Geometric, Electronic, and Transport Predictions on Two-Dimensional Semiconducting Silicon with Kagome Lattice: Implications for Nanoscale Field-Effect Transistor Applications

Abstract

Two-dimensional (2D) semiconducting silicon (Si) is significant for the development of micro/nanoelectronics because of their compatibility with the current Si-based technology and the advantages common to 2D electronic materials. Here, by focusing on the kagome lattice (KL), we design a set of semiconducting 2D KL-Si for nanoscale field-effect transistor (FET) applications.
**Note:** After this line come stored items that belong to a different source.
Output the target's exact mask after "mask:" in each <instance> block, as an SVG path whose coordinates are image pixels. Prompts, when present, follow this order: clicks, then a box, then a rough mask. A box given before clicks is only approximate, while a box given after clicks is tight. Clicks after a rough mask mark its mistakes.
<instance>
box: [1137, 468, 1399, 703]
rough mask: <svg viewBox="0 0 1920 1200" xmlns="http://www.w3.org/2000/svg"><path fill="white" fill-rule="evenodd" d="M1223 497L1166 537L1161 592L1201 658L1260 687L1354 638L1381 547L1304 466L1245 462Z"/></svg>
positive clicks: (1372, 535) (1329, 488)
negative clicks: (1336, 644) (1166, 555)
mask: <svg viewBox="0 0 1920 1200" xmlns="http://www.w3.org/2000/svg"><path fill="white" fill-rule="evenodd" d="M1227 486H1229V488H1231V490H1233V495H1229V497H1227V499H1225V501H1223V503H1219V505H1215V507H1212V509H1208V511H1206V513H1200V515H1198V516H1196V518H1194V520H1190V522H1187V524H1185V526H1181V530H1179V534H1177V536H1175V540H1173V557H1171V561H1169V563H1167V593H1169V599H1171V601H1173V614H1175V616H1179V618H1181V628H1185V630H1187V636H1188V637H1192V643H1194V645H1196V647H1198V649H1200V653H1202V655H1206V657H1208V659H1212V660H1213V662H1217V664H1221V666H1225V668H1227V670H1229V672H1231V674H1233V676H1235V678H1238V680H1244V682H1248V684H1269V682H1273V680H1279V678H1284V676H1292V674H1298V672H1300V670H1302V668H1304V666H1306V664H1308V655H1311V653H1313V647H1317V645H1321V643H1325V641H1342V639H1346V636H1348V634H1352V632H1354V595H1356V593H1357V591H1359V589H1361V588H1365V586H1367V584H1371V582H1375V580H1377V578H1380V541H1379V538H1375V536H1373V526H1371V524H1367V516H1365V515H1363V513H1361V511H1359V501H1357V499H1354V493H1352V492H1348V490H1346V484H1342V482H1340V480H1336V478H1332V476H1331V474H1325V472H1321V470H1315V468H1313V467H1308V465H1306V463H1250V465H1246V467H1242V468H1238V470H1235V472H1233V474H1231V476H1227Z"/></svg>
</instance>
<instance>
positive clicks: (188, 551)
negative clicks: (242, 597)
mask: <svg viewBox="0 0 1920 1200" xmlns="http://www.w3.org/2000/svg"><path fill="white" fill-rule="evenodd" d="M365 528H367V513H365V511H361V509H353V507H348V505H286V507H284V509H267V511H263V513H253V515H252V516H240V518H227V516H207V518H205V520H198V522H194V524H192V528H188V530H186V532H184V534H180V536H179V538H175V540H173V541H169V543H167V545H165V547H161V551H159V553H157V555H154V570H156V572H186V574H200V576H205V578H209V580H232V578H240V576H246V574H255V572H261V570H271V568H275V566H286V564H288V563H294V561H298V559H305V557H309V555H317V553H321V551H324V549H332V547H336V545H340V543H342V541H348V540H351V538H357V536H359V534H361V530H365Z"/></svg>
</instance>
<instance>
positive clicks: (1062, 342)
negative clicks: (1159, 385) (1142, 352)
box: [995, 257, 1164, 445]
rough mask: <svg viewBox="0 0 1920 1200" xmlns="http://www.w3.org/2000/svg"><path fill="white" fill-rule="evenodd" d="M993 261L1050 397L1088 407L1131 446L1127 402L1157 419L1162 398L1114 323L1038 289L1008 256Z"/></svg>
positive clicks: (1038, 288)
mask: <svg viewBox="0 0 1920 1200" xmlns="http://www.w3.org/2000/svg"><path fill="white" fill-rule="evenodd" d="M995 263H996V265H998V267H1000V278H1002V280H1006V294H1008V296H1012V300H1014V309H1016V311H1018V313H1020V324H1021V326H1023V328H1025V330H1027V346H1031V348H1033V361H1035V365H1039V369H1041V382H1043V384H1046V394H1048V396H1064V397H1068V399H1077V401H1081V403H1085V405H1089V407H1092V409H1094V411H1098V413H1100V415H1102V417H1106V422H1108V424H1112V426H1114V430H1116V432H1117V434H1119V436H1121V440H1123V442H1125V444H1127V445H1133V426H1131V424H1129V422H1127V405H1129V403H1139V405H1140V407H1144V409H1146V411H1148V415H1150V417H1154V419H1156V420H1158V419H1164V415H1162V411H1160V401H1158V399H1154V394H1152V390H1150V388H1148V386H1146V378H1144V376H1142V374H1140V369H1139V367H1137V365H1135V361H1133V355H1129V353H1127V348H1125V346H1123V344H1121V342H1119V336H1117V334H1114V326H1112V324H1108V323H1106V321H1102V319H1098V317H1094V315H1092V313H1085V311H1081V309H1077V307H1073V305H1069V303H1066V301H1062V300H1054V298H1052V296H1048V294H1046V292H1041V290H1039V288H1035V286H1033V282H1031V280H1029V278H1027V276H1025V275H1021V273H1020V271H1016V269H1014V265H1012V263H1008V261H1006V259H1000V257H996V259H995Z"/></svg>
First-principles calculations demonstrate that both stable geometric properties and tunable semiconducting electronic properties can be obtained for the 2D KL-Si with different thicknesses. The 2D KL-Si features electronic band gaps ranging from 2.82 to 1.36 eV as a function of increasing the layer thickness and hole/electron mobility as large as about 103 cm2·V–1·s–1. By applying the KL-Si to nanoscale FETs, we obtain giant negative differential resistances with peak-valley ratios over 107 and excellent switching performance fulfilling the requirements of the International Technology Roadmap for Semiconductors. Our study demonstrates the importance of kagome topology in the design of 2D Si crystals with excellent semiconducting properties as well as their promising application in nanoelectronic devices.